Highly competitive companies contribute 53.8% of GDP, but their weight has decreased by 4.4 percentage points since 2014, when they generated 58.2% of the added value of the Valencian economy. The same occurs in the case of employment, since while in 2014 the most competitive companies generated 48.4% of private sector work, in 2021, this contribution is reduced by 5.4 percentage points, to 43.8%.
The report from the Observatory on Corporate Government, Strategy and Competitiveness (GECE), prepared by the Ivie and CaixaBank, leaves a bitter taste, because it maintains that the efforts to improve competitiveness have not been sufficient. And the percentage of highly competitive Valencian companies has grown 0.4 percentage points in the last decade, reaching 23.7%, but they do not manage to exceed the national average, which is 25%.
With regard to employment, despite the drop in the weight of highly competitive companies, the sum of highly competitive companies and those with average competitiveness provide 66.9% of employment in the region. However, the report highlights that, despite this loss of weight, both in GDP and employment, the contribution of highly competitive companies in the Valencian Community to the generation of wealth and work is “higher than that of their counterparts.” Spanish”.
While Valencian companies with this level of competitiveness generate 53.8% of GDP and 43.8% of regional employment, the average for Spanish companies is 48.1% and 30.5%, respectively. This greater contribution from Community companies denotes important solidity in the Valencian economy, but, at the same time, shows a gap between the most and least competitive business groups, as highlighted by the authors of the report.

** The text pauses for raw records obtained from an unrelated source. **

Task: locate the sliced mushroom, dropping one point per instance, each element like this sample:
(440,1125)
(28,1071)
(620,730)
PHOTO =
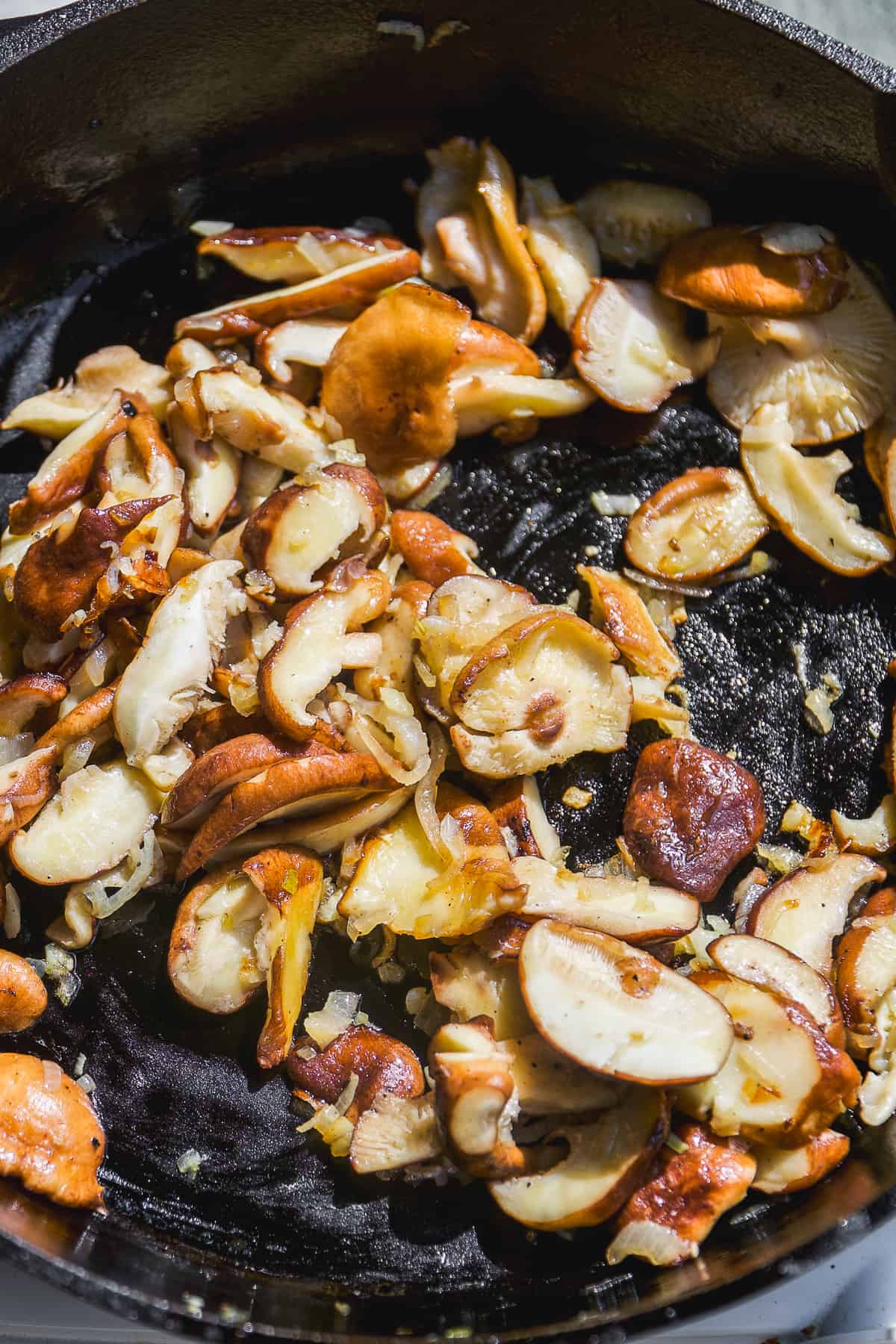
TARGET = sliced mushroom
(300,529)
(783,1171)
(472,986)
(541,692)
(696,526)
(782,1082)
(830,374)
(632,346)
(635,222)
(774,270)
(50,1137)
(63,409)
(626,907)
(808,909)
(23,998)
(467,217)
(300,786)
(801,495)
(692,816)
(605,1163)
(97,818)
(356,284)
(405,883)
(689,1189)
(163,685)
(331,623)
(617,1009)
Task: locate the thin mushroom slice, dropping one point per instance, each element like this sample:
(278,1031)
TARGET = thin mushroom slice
(783,1171)
(166,680)
(832,374)
(605,1163)
(808,909)
(626,907)
(50,1137)
(63,409)
(544,690)
(699,524)
(770,967)
(635,222)
(774,270)
(617,1009)
(355,284)
(331,623)
(99,816)
(405,883)
(689,1189)
(782,1081)
(301,529)
(800,494)
(632,346)
(561,246)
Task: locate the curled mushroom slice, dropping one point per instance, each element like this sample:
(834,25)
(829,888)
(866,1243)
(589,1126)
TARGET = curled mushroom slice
(605,1163)
(301,785)
(163,685)
(467,220)
(630,346)
(782,1081)
(561,246)
(692,816)
(626,907)
(808,909)
(355,284)
(775,270)
(682,1199)
(830,374)
(635,222)
(696,526)
(300,529)
(63,409)
(331,623)
(405,883)
(770,967)
(801,495)
(783,1171)
(541,692)
(99,816)
(50,1137)
(472,986)
(23,998)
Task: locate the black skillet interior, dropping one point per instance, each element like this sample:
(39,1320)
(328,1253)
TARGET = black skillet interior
(267,1202)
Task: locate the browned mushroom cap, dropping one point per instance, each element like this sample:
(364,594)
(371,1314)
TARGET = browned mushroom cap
(300,529)
(388,381)
(293,253)
(60,571)
(382,1063)
(218,771)
(25,695)
(682,1199)
(696,526)
(775,270)
(23,998)
(25,786)
(50,1137)
(356,284)
(290,788)
(65,472)
(430,549)
(692,815)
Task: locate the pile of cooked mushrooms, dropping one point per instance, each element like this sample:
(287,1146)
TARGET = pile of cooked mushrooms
(238,653)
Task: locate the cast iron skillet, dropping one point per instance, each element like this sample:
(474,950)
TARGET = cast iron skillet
(124,121)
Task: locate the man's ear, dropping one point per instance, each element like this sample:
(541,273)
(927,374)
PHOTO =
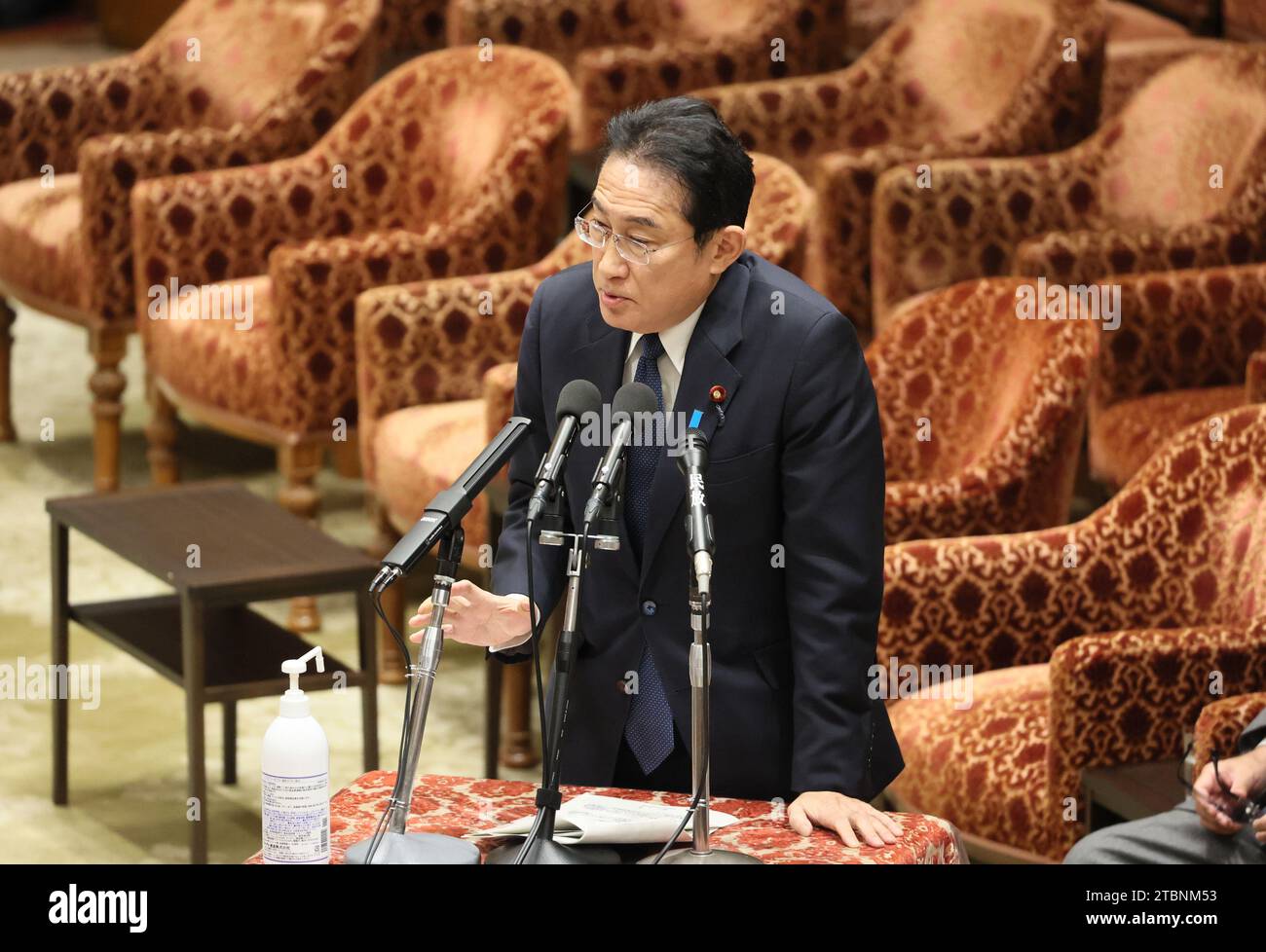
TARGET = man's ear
(726,244)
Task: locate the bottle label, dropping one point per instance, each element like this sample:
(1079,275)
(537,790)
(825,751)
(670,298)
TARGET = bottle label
(296,820)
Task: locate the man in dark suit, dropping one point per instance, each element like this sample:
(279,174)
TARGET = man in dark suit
(796,488)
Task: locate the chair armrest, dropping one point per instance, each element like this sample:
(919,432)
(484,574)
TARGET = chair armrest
(112,165)
(1087,255)
(1220,723)
(47,114)
(965,218)
(215,226)
(430,341)
(1184,329)
(999,601)
(1127,696)
(1254,379)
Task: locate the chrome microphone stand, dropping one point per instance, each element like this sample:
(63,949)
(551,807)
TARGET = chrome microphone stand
(392,846)
(700,852)
(540,847)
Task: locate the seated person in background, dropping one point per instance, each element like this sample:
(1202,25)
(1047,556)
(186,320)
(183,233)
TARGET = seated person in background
(1207,826)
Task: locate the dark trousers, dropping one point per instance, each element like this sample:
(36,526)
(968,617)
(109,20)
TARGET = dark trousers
(672,775)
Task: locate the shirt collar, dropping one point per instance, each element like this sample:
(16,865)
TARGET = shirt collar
(675,340)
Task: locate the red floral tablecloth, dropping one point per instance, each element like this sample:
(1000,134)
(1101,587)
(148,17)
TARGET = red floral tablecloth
(456,805)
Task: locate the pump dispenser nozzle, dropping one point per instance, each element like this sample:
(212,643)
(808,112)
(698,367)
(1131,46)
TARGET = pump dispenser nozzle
(294,703)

Among the reasons, Alejandro Escribá, coordinator of the GECE Observatory, maintains that “the size of Valencian companies is slightly smaller and that may in some way be hindering this level of competitiveness, but there are companies of all sizes that are highly competitive.” In the Valencian Community, microenterprises (66.8%) and small companies (27.5%) make up 94.3% of those operating in the territory, while large companies barely make up 1%. In the national total, the data are similar, although with greater relevance of large companies, 1.3% of the total, and lower prevalence of micro companies (65.7%).
Likewise, the study recalls that companies with high levels of competitiveness have a greater presence in branches of activity with little weight in the regional economy, an argument that could explain this effort that is not fully rewarded at a general level. And in total, of the 18 sectors into which the Valencian economy is divided in the report, only in seven of them (whose weight is reduced to 22% of the region’s GDP) the level of competitiveness is above of the national average: Water and sanitation, Information and communications, finance and insurance, education, health, extractive industries and other services (associative activities, personal services…).